Die Bremer zeigten einen erschreckenden Auftritt gegen die zuvor erst einmal siegreichen Gäste. Sie wurden im eigenen Stadion von den schnelleren und spielerisch überlegenen Frankfurtern geradezu vorgeführt. Schon vor der Roten Karte für den argentinischen Angreifer di Santo war Werder unterlegen. Dann leistete sich der Stürmer auch noch einen Kung-Fu-Tritt gegen Oczipka.

Die Bilder vom Spiel

Werder verliert gegen Frankfurt 0:3

Reichlich zu tun hatte Sebastian Mielitz, der nach den Spekulationen um eine angebliche Rückkehr seines Vorgängers Tim Wiese besonders im Blickpunkt stand. Der Keeper zeigte - zwei Tage nachdem Werder-Manager Thomas Eichin die Diskussion mit einem Machtwort beendet hatte - eine ordentliche Partie und war bei den Treffern der Eintracht schuldlos.

Die Fans, die vor einer Woche beim Abschiedsspiel von Torsten Frings noch Wiese mit Sprechchören gefeiert hatten, begrüßten Mielitz mit Applaus.
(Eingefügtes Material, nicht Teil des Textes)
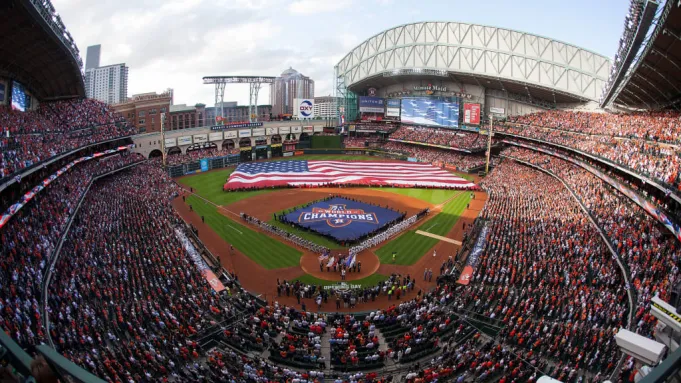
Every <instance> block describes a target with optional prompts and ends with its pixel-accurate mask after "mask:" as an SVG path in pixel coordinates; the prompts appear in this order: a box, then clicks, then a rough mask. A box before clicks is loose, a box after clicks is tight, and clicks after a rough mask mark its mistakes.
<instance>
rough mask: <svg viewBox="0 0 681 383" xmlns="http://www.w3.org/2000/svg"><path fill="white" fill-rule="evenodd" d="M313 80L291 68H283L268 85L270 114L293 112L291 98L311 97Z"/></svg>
mask: <svg viewBox="0 0 681 383" xmlns="http://www.w3.org/2000/svg"><path fill="white" fill-rule="evenodd" d="M313 97H314V80H312V79H311V78H309V77H307V76H304V75H303V74H302V73H299V72H298V71H296V70H295V69H293V68H289V69H287V70H285V71H284V72H283V73H282V74H281V76H279V77H277V78H276V79H275V80H274V83H273V84H272V85H270V103H271V104H272V116H273V117H277V116H279V115H285V114H289V115H292V114H293V100H295V99H296V98H313Z"/></svg>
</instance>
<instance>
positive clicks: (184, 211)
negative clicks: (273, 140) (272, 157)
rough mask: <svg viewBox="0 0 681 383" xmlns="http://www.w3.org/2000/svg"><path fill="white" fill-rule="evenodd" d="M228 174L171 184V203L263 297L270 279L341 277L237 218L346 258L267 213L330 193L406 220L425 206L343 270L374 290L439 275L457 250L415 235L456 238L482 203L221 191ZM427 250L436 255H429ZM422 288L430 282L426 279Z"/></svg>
mask: <svg viewBox="0 0 681 383" xmlns="http://www.w3.org/2000/svg"><path fill="white" fill-rule="evenodd" d="M294 159H296V160H305V159H307V160H352V161H365V160H370V161H377V160H380V159H377V158H376V157H368V156H367V157H361V156H355V155H352V156H344V155H333V156H331V155H328V156H327V155H324V156H298V157H294ZM278 160H279V159H278ZM233 170H234V168H227V169H221V170H215V171H210V172H206V173H199V174H196V175H191V176H186V177H182V178H180V179H178V182H179V184H180V185H182V186H183V187H184V188H185V189H186V193H185V195H184V200H182V199H181V198H178V199H176V200H175V201H174V206H175V207H176V209H177V210H178V213H180V215H181V216H182V218H183V219H185V220H186V221H188V222H191V223H193V224H194V225H195V226H196V227H197V228H198V230H199V237H200V238H201V239H202V241H203V242H204V244H206V246H207V247H208V249H209V250H210V251H211V252H213V254H215V255H217V256H220V259H221V263H222V264H223V266H225V267H226V268H227V269H228V270H234V271H235V272H236V273H237V275H238V276H239V278H240V281H241V283H242V285H244V286H245V287H247V288H249V289H251V290H253V291H256V292H258V293H261V294H265V295H266V294H271V293H272V292H273V291H276V284H277V281H283V280H289V281H300V282H302V283H307V284H315V285H330V284H334V283H337V282H338V281H339V280H340V279H341V278H340V274H338V273H334V272H332V271H331V270H330V269H328V270H327V269H325V267H323V266H324V265H322V264H321V263H320V261H319V260H318V254H313V253H312V252H310V251H309V250H307V249H304V248H302V247H299V246H296V245H294V244H292V243H291V242H287V241H286V240H284V239H283V238H281V237H280V236H276V235H274V234H271V233H268V232H265V231H263V230H261V229H260V228H259V227H257V226H255V225H253V224H250V223H247V222H246V221H244V220H242V219H241V217H240V215H241V213H245V214H247V215H249V216H252V217H255V218H258V219H259V220H261V221H263V222H267V223H270V224H272V225H274V226H276V227H278V228H280V229H282V230H284V231H286V232H288V233H291V234H295V235H297V236H299V237H301V238H304V239H306V240H307V241H310V242H312V243H315V244H318V245H321V246H324V247H327V248H329V249H331V256H334V255H335V254H340V253H343V252H345V253H347V247H345V246H343V245H341V244H340V243H338V242H335V241H333V240H331V239H329V238H327V237H323V236H321V235H318V234H315V233H314V232H312V231H309V230H304V229H302V228H298V227H294V226H291V225H287V224H284V223H282V222H279V221H277V220H275V219H274V218H273V217H274V214H280V213H282V212H283V211H290V210H291V209H294V208H296V207H299V206H301V205H305V204H309V203H310V202H312V201H317V200H320V199H322V198H325V197H327V196H329V195H331V194H333V195H341V196H342V197H344V198H351V199H354V200H357V201H361V202H363V203H367V204H374V205H377V206H384V205H385V206H389V207H390V208H391V209H395V210H398V211H400V212H406V213H407V216H411V215H413V214H416V213H417V212H419V211H422V210H423V209H425V208H429V209H430V214H428V215H427V216H426V217H425V218H423V219H421V220H420V221H419V222H417V223H416V224H414V225H413V226H412V227H410V228H408V229H407V230H406V231H404V232H402V233H401V234H400V235H399V236H396V237H393V238H391V239H390V240H389V241H387V242H385V243H383V244H381V245H379V246H377V247H376V248H372V249H368V250H365V251H363V252H362V253H360V255H359V256H358V260H359V261H360V262H361V264H362V267H361V271H360V272H355V273H350V274H349V275H348V276H347V277H346V280H347V281H348V283H352V284H353V285H361V286H375V285H376V284H377V283H378V282H380V281H382V280H385V279H387V278H388V277H389V276H390V275H391V274H399V275H412V276H413V277H414V278H415V277H416V275H419V274H422V273H423V272H424V270H425V269H428V268H431V269H433V270H434V271H435V270H439V268H440V265H441V263H442V262H443V261H445V260H446V259H447V257H448V256H451V255H453V253H455V251H456V246H455V245H453V244H452V243H449V242H445V241H441V240H440V239H437V238H433V237H431V236H427V235H423V234H422V233H417V231H420V232H424V233H430V234H434V235H436V236H442V237H447V238H453V239H456V238H457V237H461V236H462V234H463V230H462V226H459V225H457V223H459V224H460V223H461V222H462V221H464V222H472V220H473V219H474V218H475V216H477V214H478V212H479V210H480V209H481V208H482V204H484V197H483V196H484V193H482V192H475V193H473V192H470V191H459V190H442V189H418V188H412V189H401V188H331V189H330V188H320V189H275V190H259V191H237V192H224V191H223V189H222V187H223V185H224V184H225V182H226V181H227V179H228V178H229V175H230V174H231V172H232V171H233ZM466 178H469V179H470V177H468V176H466ZM473 194H476V199H475V200H472V197H473ZM478 194H480V196H478ZM458 239H459V240H460V239H461V238H458ZM230 246H232V247H233V250H230ZM434 250H437V253H438V254H442V255H441V256H438V257H432V254H433V251H434ZM393 254H395V257H394V258H393ZM429 283H432V282H426V284H429Z"/></svg>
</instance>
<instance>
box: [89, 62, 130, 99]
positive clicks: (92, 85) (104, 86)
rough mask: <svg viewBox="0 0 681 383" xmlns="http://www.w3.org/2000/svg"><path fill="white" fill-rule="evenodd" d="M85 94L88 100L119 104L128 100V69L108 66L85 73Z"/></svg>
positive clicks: (122, 65) (99, 68) (92, 69)
mask: <svg viewBox="0 0 681 383" xmlns="http://www.w3.org/2000/svg"><path fill="white" fill-rule="evenodd" d="M85 93H86V94H87V96H88V98H94V99H96V100H99V101H102V102H105V103H107V104H118V103H120V102H123V101H125V100H127V99H128V67H127V66H125V64H114V65H107V66H103V67H99V68H92V69H88V70H86V71H85Z"/></svg>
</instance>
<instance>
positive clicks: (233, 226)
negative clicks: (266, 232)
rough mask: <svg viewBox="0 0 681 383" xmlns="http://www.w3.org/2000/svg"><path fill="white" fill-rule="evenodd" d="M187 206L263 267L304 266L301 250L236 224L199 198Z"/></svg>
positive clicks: (244, 226) (240, 249)
mask: <svg viewBox="0 0 681 383" xmlns="http://www.w3.org/2000/svg"><path fill="white" fill-rule="evenodd" d="M187 203H188V204H191V205H192V207H193V208H194V211H195V212H196V213H197V214H198V215H200V216H204V217H205V219H206V223H207V224H208V226H210V227H211V228H212V229H213V230H214V231H215V232H216V233H217V234H218V235H219V236H220V237H221V238H222V239H224V240H225V241H226V242H227V243H230V244H232V245H233V246H234V248H236V249H237V250H239V251H240V252H242V253H243V254H244V255H246V256H247V257H249V258H250V259H252V260H253V261H254V262H256V263H257V264H259V265H260V266H262V267H264V268H266V269H268V270H271V269H280V268H285V267H292V266H298V265H299V264H300V257H301V256H302V253H301V252H300V251H298V250H297V249H295V248H293V247H290V246H288V245H286V244H284V243H282V242H279V241H277V240H274V239H272V238H270V237H268V236H266V235H264V234H261V233H258V232H256V231H253V230H251V229H250V228H248V227H246V226H244V225H241V224H239V223H236V222H235V221H233V220H231V219H229V218H227V217H225V216H224V215H222V214H220V213H219V212H218V211H217V208H216V207H215V206H213V205H211V204H209V203H207V202H205V201H203V200H201V199H200V198H199V197H196V196H189V197H188V198H187ZM226 246H227V245H226Z"/></svg>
Sie sahen aber auch die Nervosität des Keepers, etwa bei der unfreiwilligen Vorlage für Tranquillo Barnetta in der Anfangsphase.
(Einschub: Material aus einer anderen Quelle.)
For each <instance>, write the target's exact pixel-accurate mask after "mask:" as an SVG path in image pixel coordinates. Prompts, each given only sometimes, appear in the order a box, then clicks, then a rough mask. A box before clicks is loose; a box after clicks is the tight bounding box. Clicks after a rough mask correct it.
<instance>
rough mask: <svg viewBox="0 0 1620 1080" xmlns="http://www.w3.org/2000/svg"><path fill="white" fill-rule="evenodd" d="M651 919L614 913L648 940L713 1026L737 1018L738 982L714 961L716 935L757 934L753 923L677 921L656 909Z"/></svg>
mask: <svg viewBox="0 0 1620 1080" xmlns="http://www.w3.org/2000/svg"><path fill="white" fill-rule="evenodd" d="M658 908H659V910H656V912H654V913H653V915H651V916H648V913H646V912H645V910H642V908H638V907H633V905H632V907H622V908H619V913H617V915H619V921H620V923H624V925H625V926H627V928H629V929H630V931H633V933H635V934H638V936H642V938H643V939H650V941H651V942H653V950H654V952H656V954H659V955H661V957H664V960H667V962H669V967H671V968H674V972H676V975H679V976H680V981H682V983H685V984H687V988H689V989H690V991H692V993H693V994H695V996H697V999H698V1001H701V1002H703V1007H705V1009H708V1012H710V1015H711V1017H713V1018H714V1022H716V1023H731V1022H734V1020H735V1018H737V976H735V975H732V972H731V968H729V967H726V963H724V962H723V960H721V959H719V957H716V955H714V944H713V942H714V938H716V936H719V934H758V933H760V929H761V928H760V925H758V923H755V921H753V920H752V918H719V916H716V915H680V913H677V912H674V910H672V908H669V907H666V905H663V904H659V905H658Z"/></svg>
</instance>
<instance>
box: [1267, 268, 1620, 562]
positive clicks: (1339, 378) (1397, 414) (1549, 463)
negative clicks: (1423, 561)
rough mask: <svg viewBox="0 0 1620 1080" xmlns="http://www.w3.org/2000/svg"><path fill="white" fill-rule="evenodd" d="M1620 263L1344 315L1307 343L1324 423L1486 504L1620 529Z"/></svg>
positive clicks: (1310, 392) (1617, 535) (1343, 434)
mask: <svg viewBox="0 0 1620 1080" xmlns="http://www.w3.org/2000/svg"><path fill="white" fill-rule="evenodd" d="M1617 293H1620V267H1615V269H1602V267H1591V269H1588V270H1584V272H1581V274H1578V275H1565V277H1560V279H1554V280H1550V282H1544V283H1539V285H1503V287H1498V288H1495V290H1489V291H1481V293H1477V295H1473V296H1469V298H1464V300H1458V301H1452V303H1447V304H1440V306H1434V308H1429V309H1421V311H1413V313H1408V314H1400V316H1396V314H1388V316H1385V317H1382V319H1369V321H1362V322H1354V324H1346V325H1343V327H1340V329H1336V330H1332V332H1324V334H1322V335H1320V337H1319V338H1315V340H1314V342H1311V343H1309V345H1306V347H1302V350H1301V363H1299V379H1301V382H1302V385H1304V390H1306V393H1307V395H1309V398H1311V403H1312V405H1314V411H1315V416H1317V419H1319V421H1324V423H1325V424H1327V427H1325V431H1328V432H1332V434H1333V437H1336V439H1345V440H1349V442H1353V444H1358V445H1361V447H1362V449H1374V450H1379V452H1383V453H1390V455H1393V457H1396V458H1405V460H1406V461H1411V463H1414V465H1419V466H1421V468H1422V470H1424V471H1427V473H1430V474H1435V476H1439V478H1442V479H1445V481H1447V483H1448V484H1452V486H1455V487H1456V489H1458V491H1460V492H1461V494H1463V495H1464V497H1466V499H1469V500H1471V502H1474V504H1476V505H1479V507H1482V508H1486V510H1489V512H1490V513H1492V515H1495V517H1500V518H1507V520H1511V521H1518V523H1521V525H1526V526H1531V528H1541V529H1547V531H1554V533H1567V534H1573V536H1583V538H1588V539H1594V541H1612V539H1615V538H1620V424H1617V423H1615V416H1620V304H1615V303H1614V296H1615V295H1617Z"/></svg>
Die starken Frankfurter beschäftigten Mielitz am Samstag ordentlich. Obwohl unter andere Kapitän Pirmin Schwegler und Torjäger Alexander Meier ausfielen, spielten die Gäste von Beginn an offensiv und forsch nach vorne. Nur einige Nachlässigkeiten in der Abwehr schmälerten den guten Eindruck.

Die Bremer machten es der Eintracht indes einfach und wirkten in der Abwehr wieder einmal wackelig. Nicht nur der starke Kadlec in der Sturmspitze nutzte die mangelnde Gegenwehr: Der 21 Jahre alte Tscheche schoss im dritten Bundesligaspiel seine Tore zwei und drei.

Ein Pfostentreffer von Cedric Makiadi kurz vor di Santos Platzverweis war die beste Chance der Bremer. Werders Unzulänglichkeiten demonstrierten allerdings am besten Eljero Elia, der eine Minute vor der Halbzeit kurz vor der Linie des Eintracht-Tores im Stile eines Manndeckers klärte, sowie Hunt: Der Routinier scheiterte mit seinem lässig geschossenen Strafstoß an Eintracht-Keeper Kevin Trapp.